Wie bei so vielem gab es auch im Studium den ein oder anderen Studierenden und Dozenten, den ich nicht mochte. Da ich mich in der Regel als offenen und toleranten Menschen kenne, denke ich, dass dies vor allem an Charakter oder Präsentationsstil der Betreffenden lag und nicht an fehlendem fachlichen Wissen. Oft ging ich nach der ersten Veranstaltung direkt zu dem Dozenten, stellte mich und meine Studienassistenz vor und suchte so den direkten Kontakt. Das hat sich als nützlich erwiesen, denn so hat sich keiner z.B. über die zusätzliche Person, die mit mir kam, gewundert und es konnte direkt besprochen werden, wie in meinem Fall die Prüfungssituation aussehen wird (Nachteilausgleich). 

Als ich anfing mein Beifach zu studieren und 2010 an das Institut für Sozialwissenschaften kam, fiel mir schlagartig auf, dass ich dort vielmehr – als bisher im Studium gewohnt – um Anerkennung und Akzeptanz ringen musste. Behinderung war hier etwas Besonderes und entsprach nicht der Normalität, wie ich sie aus dem Reha-Bereich kannte. Ich habe auch hier alle erforderten Prüfungen erfolgreich absolviert, hatte aber das Gefühl, öfter Erläuterungen zu meiner persönlichen Situation geben zu müssen. Daran wurde mir mehr als einmal bewusst, dass im Reha-Bereich alleine schon durch die Fokussierung auf behinderungsrelevante Themen eine besondere Sensibilisierung der Menschen stattfindet.

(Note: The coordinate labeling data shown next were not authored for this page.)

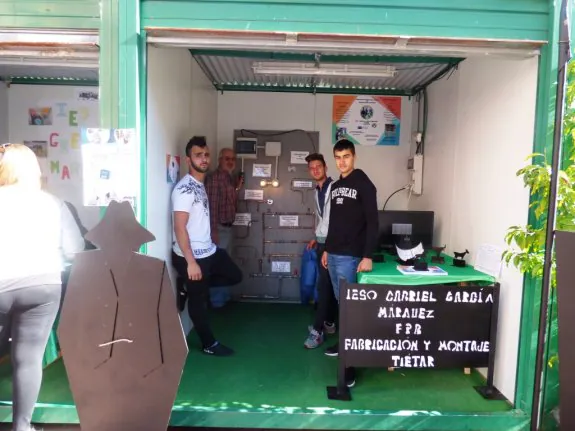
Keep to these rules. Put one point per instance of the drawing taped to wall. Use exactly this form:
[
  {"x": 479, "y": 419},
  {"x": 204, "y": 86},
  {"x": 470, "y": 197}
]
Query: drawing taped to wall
[
  {"x": 367, "y": 120},
  {"x": 40, "y": 116},
  {"x": 172, "y": 168},
  {"x": 40, "y": 148},
  {"x": 87, "y": 95},
  {"x": 110, "y": 166}
]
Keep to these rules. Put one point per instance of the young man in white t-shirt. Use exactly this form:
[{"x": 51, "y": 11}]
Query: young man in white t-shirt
[{"x": 195, "y": 257}]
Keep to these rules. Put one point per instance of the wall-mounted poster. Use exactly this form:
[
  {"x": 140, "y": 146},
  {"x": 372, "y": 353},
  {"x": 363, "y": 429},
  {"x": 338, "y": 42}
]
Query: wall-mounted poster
[
  {"x": 40, "y": 148},
  {"x": 40, "y": 116},
  {"x": 367, "y": 120},
  {"x": 110, "y": 164}
]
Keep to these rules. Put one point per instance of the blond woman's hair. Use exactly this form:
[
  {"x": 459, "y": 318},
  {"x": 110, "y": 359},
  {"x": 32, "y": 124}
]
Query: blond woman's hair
[{"x": 19, "y": 165}]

Wirklich sensibilisiert für die Einzelheiten, die Barrierefreiheit bedeutet, ist die Universität noch nicht (DIN-Normen). Es gibt zwar Aufzüge und die Möglichkeit, einen barrierefreien Eingang zu nutzen, jedoch wäre eine verständlichere Beschilderung der Wege manchmal wünschenswert. Besonders auffällig ist die gerade neu errichtete Universitätsbibliothek, in der z.B. die Regale größtenteils so eng gestellt wurden, dass ein Durchkommen nur schwer möglich ist und die Türen teilweise sehr schwer zu öffnen sind. Nach meiner Erfahrung bedarf es eines „Praxistests“ jedes einzelnen Gebäudes, um zu erkunden, wie man am Besten dort zurechtkommt.

In Rehabilitationspädagogik musste jedes der 12 Module meines Studiums mit einer Abschlussprüfung beendet werden. Dazu kamen noch die Bachelorarbeit in einem extra Modul, ein Praktikumsbericht eines Praktikums bei einer selbst gewählten Stelle und ein Beifach im Umfang von 20 Studienpunkten. Die Studieninhalte meines Studiums der Rehabilitationspädagogik waren vielseitig. Unter anderem waren Themen:

Mit dem Bachelorabschluss dieses Studiums, kann ich in allen Bereichen arbeiten, die es bezogen auf Rehabilitation gibt. Ich könnte auch an einer Schule, z.B. als Hilfskraft, tätig sein. Jedoch habe ich keine Lehramtsoption erworben und bin somit keine Sonderschullehrerin. Meine Bachelorarbeit beschäftigte sich mit dem Zusammenhang von Persönlicher Zukunftsplanung und Empowerment bezogen auf Menschen mit Behinderungen.

Neben dem eigentlichen Studium nahm ich am bundesweit ersten Mentoring-Programm für Studentinnen mit Behinderungen/chronischen Krankheiten des Hildegardis-Vereins in Bonn teil. Über ein Jahr hinweg wurde jeder Studentin ein Mentor/Mentorin zur Unterstützung zur Seite gestellt. Bei drei Wochenendseminaren lernten sich alle Beteiligten kennen und schätzen. 
Mir persönlich war hier der Austausch mit anderen Studierenden wichtig, die sich in einer sehr bunt gemischten Gruppe zusammen fanden. Auch Menschen ohne Behinderungen waren unter den Teilnehmerinnen, um den Inklusionsgedanken weiter zu verfolgen. Dazu kam die Gewissheit, dass ich in Alltag und Studium nicht so schnell sein muss, wie meine Mitstudierenden und Mitmenschen ohne (sichtbare) Behinderungen und mein eigenes Tempo selbstbestimmt gestalten kann, die ich mit Hilfe meiner Mentorin erlangte.

Abgeschlossen habe ich ein Studium, das rückblickend neben einigen negativen vor allem mit positiven Erinnerungen verbunden ist. Mit all meinen erworbenen Fähigkeiten stehe ich jetzt mitten im Leben und freue mich auf neue Herausforderungen!